Literature DB >> 19710312

Astrocytic dysfunction in epileptogenesis: consequence of altered potassium and glutamate homeostasis?

Yaron David1, Luisa P Cacheaux, Sebastian Ivens, Ezequiel Lapilover, Uwe Heinemann, Daniela Kaufer, Alon Friedman.   

Abstract

Focal epilepsy often develops following traumatic, ischemic, or infectious brain injury. While the electrical activity of the epileptic brain is well characterized, the mechanisms underlying epileptogenesis are poorly understood. We have recently shown that in the rat neocortex, long-lasting breakdown of the blood-brain barrier (BBB) or direct exposure of the neocortex to serum-derived albumin leads to rapid upregulation of the astrocytic marker GFAP (glial fibrillary acidic protein), followed by delayed (within 4-7 d) development of an epileptic focus. We investigated the role of astrocytes in epileptogenesis in the BBB-breakdown and albumin models of epileptogenesis. We found similar, robust changes in astrocytic gene expression in the neocortex within hours following treatment with deoxycholic acid (BBB breakdown) or albumin. These changes predict reduced clearance capacity for both extracellular glutamate and potassium. Electrophysiological recordings in vitro confirmed the reduced clearance of activity-dependent accumulation of both potassium and glutamate 24 h following exposure to albumin. We used a NEURON model to simulate the consequences of reduced astrocytic uptake of potassium and glutamate on EPSPs.
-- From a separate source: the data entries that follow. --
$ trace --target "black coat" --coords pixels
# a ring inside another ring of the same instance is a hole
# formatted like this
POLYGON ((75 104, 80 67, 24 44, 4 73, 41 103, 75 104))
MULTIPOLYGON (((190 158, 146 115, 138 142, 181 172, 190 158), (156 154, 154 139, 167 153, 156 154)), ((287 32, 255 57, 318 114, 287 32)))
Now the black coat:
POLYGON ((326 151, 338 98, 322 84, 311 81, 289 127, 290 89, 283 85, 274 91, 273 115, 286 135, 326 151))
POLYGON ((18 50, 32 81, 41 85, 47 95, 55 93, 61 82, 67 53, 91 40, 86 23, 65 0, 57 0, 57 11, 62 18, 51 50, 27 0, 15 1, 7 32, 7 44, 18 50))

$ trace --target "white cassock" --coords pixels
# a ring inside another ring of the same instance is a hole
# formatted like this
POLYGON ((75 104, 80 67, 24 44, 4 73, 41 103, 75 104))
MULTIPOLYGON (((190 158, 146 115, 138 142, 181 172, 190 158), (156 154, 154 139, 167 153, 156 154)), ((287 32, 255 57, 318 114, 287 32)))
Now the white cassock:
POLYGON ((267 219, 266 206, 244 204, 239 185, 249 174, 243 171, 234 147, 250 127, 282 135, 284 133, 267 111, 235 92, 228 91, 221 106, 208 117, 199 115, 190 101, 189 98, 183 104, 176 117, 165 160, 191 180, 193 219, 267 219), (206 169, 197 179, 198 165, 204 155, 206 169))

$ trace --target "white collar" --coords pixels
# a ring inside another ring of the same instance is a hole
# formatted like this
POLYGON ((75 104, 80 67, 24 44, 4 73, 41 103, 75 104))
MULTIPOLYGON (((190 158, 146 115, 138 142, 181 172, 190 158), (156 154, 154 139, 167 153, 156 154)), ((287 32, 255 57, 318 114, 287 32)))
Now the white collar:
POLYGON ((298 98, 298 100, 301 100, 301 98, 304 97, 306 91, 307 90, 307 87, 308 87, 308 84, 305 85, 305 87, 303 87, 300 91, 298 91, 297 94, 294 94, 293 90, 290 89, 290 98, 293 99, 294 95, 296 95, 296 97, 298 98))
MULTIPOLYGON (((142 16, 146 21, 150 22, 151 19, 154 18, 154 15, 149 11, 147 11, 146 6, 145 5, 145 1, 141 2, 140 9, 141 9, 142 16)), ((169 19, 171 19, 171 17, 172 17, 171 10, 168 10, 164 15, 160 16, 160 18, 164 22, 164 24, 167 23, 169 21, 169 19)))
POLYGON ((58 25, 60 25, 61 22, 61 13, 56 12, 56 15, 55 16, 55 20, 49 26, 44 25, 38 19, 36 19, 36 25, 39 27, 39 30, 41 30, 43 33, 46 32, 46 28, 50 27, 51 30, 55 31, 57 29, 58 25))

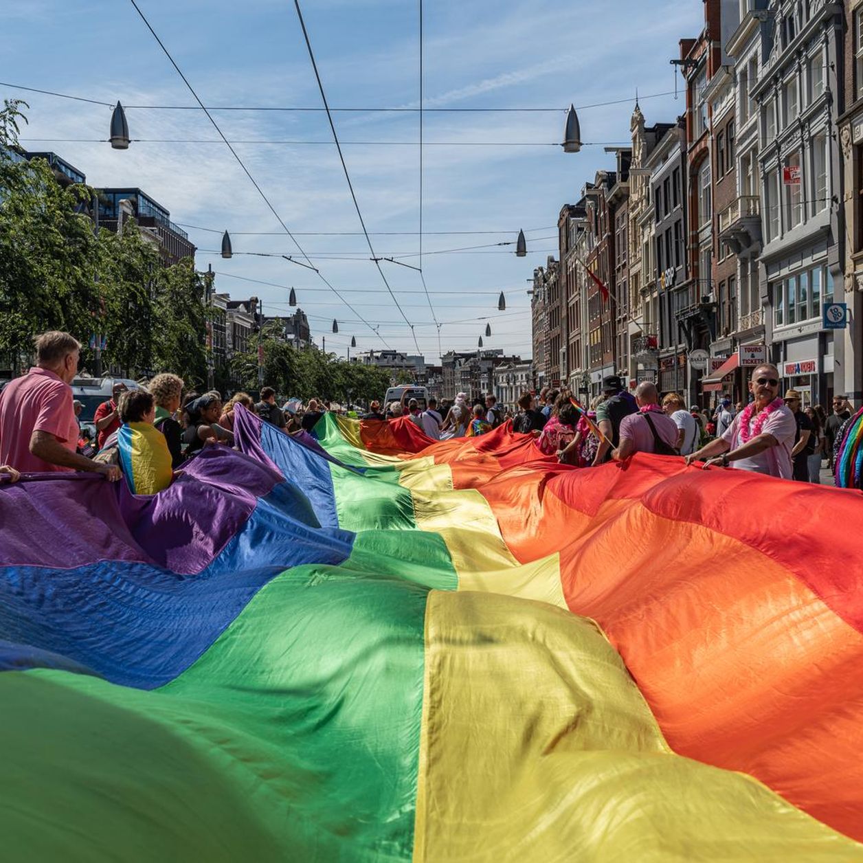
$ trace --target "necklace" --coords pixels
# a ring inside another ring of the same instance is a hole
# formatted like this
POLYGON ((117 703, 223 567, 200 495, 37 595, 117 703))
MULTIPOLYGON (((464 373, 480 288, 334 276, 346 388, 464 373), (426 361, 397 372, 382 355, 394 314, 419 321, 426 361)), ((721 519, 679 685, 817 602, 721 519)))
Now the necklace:
POLYGON ((743 408, 740 413, 740 425, 738 434, 740 435, 740 440, 746 444, 751 438, 757 438, 760 433, 761 430, 764 428, 764 424, 767 421, 767 418, 774 412, 778 411, 782 407, 783 401, 781 399, 774 399, 766 407, 762 408, 758 416, 755 418, 755 425, 753 426, 753 430, 749 431, 749 422, 752 419, 753 413, 755 410, 755 402, 751 401, 746 407, 743 408))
The model predicted that the accumulation of glutamate is associated with frequency-dependent (>100 Hz) decreased facilitation of EPSPs, while potassium accumulation leads to frequency-dependent (10-50 Hz) and NMDA-dependent synaptic facilitation. In vitro electrophysiological recordings during epileptogenesis confirmed frequency-dependent synaptic facilitation leading to seizure-like activity. Our data indicate a transcription-mediated astrocytic transformation early during epileptogenesis. We suggest that the resulting reduction in the clearance of extracellular potassium underlies frequency-dependent neuronal hyperexcitability and network synchronization.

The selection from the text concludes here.